We categorize attacks on DAOs into four categories: (i) bribing (BR) attacks, (ii) token control (TC) attacks, (iii) human-computer interaction (HCI) attacks, and (iv) code and protocol vulnerability (CP) attacks.
In a bribing (BR) attack, an attacker pays to change votes or to acquire voting power without acquiring the underlying governance tokens. The controlled votes and voting power are then utilized to pass a malicious proposal in a governance vote.

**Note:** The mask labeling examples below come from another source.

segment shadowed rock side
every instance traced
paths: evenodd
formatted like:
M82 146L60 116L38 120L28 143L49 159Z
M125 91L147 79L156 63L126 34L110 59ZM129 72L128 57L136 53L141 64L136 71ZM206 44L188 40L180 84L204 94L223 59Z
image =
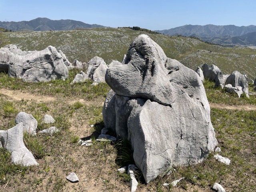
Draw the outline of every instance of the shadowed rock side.
M125 64L109 68L105 78L113 90L105 127L130 141L147 183L172 166L202 161L217 144L200 77L148 36L138 37Z

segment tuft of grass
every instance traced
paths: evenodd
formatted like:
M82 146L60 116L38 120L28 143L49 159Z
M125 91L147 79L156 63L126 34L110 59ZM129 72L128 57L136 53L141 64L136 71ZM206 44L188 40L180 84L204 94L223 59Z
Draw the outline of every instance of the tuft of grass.
M30 134L24 133L24 142L36 158L41 159L46 155L45 148L42 140L37 136L31 136Z

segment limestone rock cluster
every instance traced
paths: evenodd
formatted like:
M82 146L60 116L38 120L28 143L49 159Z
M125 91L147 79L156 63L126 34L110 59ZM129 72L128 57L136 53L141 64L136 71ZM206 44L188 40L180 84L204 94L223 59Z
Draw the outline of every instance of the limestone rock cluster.
M216 87L221 87L228 92L235 92L239 98L243 93L245 93L246 96L249 97L248 82L246 75L242 75L235 70L230 75L224 75L217 66L209 66L206 63L204 64L202 67L204 77L215 82Z
M112 90L102 110L105 127L130 142L146 183L172 166L202 162L217 145L200 77L148 36L136 38L105 80Z

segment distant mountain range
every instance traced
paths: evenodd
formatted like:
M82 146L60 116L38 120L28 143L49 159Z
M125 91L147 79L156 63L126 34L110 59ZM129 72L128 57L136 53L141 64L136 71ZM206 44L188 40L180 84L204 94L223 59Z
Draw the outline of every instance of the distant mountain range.
M38 18L29 21L18 22L0 22L0 27L14 31L50 31L72 30L78 28L99 28L106 27L96 24L87 24L81 21L69 19L51 20L48 18Z
M166 35L195 36L218 44L256 46L256 26L233 25L186 25L170 29L156 30Z

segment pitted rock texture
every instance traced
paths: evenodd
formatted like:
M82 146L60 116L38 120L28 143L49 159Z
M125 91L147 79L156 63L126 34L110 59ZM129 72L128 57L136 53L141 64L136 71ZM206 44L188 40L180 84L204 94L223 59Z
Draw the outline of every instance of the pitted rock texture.
M105 82L105 75L108 67L103 59L95 56L89 61L88 64L86 74L89 78L98 83Z
M68 70L61 55L52 46L24 56L10 53L8 56L10 77L28 82L39 82L65 80L68 76Z
M11 162L23 166L38 165L33 154L23 142L23 126L21 122L6 131L0 130L0 147L11 153Z
M171 166L203 161L217 144L200 77L168 58L146 35L131 44L124 64L107 70L105 127L131 142L146 183Z

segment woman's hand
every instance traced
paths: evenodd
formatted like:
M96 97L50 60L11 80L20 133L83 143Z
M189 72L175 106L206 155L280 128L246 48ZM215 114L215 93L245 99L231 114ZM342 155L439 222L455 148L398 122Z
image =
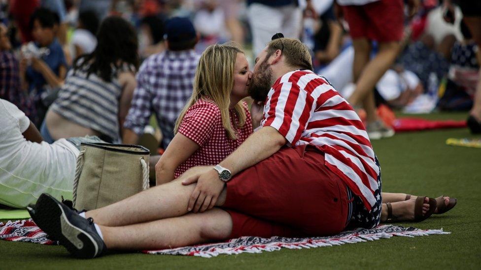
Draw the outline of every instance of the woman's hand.
M41 73L45 67L45 65L43 60L34 57L32 58L32 67L34 70Z
M215 206L225 183L219 178L218 173L212 167L210 168L201 174L198 174L182 181L182 184L184 185L197 183L189 200L188 211L202 212Z

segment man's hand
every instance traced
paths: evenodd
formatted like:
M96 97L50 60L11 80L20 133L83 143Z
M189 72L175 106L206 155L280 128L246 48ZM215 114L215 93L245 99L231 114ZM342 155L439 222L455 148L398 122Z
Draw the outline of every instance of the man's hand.
M212 169L191 177L182 181L182 184L187 185L196 182L197 185L190 196L187 210L202 212L214 207L225 183L219 178L218 173Z
M264 103L262 101L252 102L250 107L250 115L252 118L252 129L255 129L261 124L264 118Z

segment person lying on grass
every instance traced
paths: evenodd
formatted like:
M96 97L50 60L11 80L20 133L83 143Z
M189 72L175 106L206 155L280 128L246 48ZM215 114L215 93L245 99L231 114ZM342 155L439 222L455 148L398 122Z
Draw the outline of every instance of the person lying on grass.
M236 62L244 60L237 48L210 46L195 85L220 89L234 81ZM367 135L352 107L311 71L306 46L276 39L257 58L253 75L245 63L240 89L252 94L273 86L260 127L217 165L195 167L175 180L86 212L43 194L29 208L34 220L79 258L107 248L158 249L242 236L328 236L348 224L378 224L380 170Z
M250 87L251 77L248 64L240 50L238 51L237 58L233 80L224 81L224 85L216 88L212 85L213 81L206 76L203 80L207 87L194 86L190 100L177 119L174 130L175 135L156 164L157 185L172 181L193 167L213 166L219 163L243 142L254 129L259 126L264 117L264 103L267 98L270 85L266 84L266 89L260 89L258 87L255 91L248 91L245 86ZM204 58L203 60L205 61L206 59ZM201 64L206 65L206 63ZM198 73L197 75L205 74ZM198 78L195 83L198 84L200 81L201 80ZM247 110L246 104L240 101L250 94L257 100L262 100L252 104L252 115ZM429 211L430 206L427 198L424 201L420 199L416 201L416 197L403 193L383 192L382 195L381 222L388 219L420 221L423 217L430 215L429 213L433 210ZM438 197L436 201L440 206L440 210L433 207L435 213L444 212L448 210L446 209L448 206L452 208L453 204L455 204L455 201L453 201L453 199L447 196ZM424 214L424 216L416 218L416 212ZM426 212L428 215L425 214Z

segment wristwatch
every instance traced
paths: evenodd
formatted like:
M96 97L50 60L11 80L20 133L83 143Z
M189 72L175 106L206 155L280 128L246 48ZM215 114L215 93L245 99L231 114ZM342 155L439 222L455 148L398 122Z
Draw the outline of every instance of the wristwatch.
M223 182L227 182L231 180L231 171L217 164L214 166L214 170L219 173L219 179Z

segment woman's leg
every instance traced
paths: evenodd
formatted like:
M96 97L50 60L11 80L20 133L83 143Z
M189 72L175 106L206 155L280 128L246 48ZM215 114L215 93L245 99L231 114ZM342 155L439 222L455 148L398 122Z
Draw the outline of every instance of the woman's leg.
M109 249L161 249L226 239L232 230L232 219L227 212L214 208L128 226L99 226Z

Bribing Token Holders or Delegates (BR1)
Vote Buying Protocols (BR2)
With token control (TC) attacks, an attacker takes possession or is already in possession of a significant amount of governance tokens. The attacker then uses the voting power associated with these tokens to get their malicious proposal accepted in a governance vote.
Token Purchase (TC1)
Token Loan (TC2)
Flash Loan (TC3)
Whale Activation (TC4)
Majority Coalition (TC5)
Human-computer interaction (HCI) attacks aim to manipulate the voting process by exploiting user-facing interfaces and applications or human behaviors involved in the DAO's voting process.
User Interface Issues (HCI1)
Proposal Obfuscation (HCI2)
Proposal Spam (HCI3)
Social Infiltration (HCI4)
Behavioral Manipulations (HCI5)
Code and protocol vulnerability (CP) attacks exploit code or logic vulnerabilities, either in the governance smart contracts or the protocols they are connected to.